Quantum Systems, the Munich-based surveillance drone company backed by Peter Thiel since October 2022, won a $246 million (EUR 210 million) contract from the German Bundeswehr for 520 Falke surveillance systems to be delivered in 2026, with options for 500 additional units between 2027 and 2032. The contract represents approximately 75% of Quantum Systems' projected 2025 revenue, an extraordinary concentration of dependence on a single government customer.

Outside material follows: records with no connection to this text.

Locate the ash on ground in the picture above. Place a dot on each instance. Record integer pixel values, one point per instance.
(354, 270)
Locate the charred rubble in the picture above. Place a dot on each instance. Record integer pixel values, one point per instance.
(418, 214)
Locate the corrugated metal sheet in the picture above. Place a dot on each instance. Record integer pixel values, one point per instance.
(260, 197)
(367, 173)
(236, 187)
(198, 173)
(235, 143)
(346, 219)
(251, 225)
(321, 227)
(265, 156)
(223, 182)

Founded in 2015 by Florian Seibel, a former Bundeswehr helicopter pilot, Quantum Systems has grown from a civilian drone maker into what Bloomberg called Europe's first defense-tech 'triple unicorn.' Thiel Capital first invested in October 2022, with Thiel stating the company represented 'a leap ahead of its competition' in synthesizing software and hardware. In November 2025, the company tripled its valuation to EUR 3 billion ($3.5 billion) after a EUR 180 million Series C extension led by Balderton Capital.
The Falke system builds on the combat-proven Vector platform, a VTOL fixed-wing drone capable of operating in GPS-denied environments using AI-powered autonomous navigation. The Vector and Falke drones logged thousands of combat hours in Ukraine since Russia's 2022 invasion, providing battlefield validation under real-world electronic warfare conditions. Military customers include the Netherlands (first Vector supplied October 2022), Australia (AUD $90 million Land 129 Phase 4B contract, July 2024), and now Germany as the anchor customer.
The Thiel investment pattern is notable: Thiel Capital backed Quantum Systems for surveillance, while separately investing in Stark Defence, an attack drone company founded by the same Florian Seibel, who left Quantum Systems reportedly because its investors would not allow him to equip drones with weapons. Thiel now backs both the eyes and the weapons of European drone warfare through two companies sharing a founder.